I flipped my lucky coin, the silver dollar that came from the father I’d never met. Heads, I’d move on. Tails, I’d talk to the guy at the bar.

Lady Liberty looked up at me.

And suddenly, the coin didn’t matter anymore because the guy rolled up the sleeves on his button-down shirt, and holy forearm porn…

I slid onto the stool next to him. “Difficult day?”

The stranger slowly turned to study me with eyes the colour of the ocean, and I returned the favour. He was big. Not so big that he’d present a challenge in a fight, but six feet of sinew and muscle that hadn’t come from a gym. The tan suggested he spent time outdoors. The creases on his face said the same—the crinkles around his eyes from smiling and the worry lines that traced across his forehead. His dark hair showed the occasional strand of silver, even though I put his age within a year or two of mine.

This was no frat boy.

“I’m not a man who pays for sex,” he said.

“Good, because I’m not a woman who charges for it.”

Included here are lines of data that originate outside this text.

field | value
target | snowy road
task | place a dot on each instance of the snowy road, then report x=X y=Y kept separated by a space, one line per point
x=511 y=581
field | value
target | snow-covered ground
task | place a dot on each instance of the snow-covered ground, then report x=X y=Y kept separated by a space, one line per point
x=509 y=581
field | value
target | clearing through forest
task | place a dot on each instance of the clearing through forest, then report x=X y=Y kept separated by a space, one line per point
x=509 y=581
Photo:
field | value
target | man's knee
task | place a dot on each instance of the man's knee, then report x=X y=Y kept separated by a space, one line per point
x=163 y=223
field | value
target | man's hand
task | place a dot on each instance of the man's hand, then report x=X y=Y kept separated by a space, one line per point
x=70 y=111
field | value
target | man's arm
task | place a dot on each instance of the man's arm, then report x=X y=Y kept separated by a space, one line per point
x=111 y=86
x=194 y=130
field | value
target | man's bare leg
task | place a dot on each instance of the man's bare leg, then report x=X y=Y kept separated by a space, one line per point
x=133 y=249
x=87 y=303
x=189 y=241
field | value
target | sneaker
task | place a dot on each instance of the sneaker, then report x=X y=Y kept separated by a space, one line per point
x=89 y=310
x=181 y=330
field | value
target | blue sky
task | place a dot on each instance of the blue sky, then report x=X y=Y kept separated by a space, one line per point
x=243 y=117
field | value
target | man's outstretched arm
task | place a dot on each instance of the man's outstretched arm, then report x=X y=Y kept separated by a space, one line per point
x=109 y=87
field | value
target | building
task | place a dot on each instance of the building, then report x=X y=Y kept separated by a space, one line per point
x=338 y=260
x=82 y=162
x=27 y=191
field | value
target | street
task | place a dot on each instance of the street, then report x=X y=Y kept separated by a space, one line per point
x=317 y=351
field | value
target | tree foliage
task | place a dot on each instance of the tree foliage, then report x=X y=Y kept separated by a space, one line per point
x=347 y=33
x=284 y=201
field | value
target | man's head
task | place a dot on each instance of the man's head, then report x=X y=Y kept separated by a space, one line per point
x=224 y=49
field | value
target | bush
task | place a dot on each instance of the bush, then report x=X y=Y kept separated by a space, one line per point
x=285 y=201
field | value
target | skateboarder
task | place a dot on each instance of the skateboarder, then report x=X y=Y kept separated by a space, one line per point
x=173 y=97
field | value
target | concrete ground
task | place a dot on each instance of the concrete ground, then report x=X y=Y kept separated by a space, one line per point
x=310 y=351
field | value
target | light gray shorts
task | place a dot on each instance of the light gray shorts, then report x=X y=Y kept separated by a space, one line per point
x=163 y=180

He pinched the bridge of his nose. “Fuck. I’m sorry. The make-up, the dress… I just figured.”

“I’m here for a wedding.”

“But you don’t want to be?” he guessed.

“It’s complicated. What brings you to this fine establishment?”

“Curiosity. I heard it was the best hotel on the Strip.”

“That’s probably true. Are you staying here?”

He shook his head ruefully. “My budget doesn’t run to the room rate.”

Plan A flew out the window, but we could still have some fun. “Did you check out the club on the roof?”

“Heard tonight’s event is ticket-only.”

I ran a finger up his arm. “Then we’ll have to sneak in.”

“Security is meant to be good here.”

“Fifty bucks says we can get past.” I threw in a giggle so I didn’t sound too competent. “Me and my friends do it all the time.”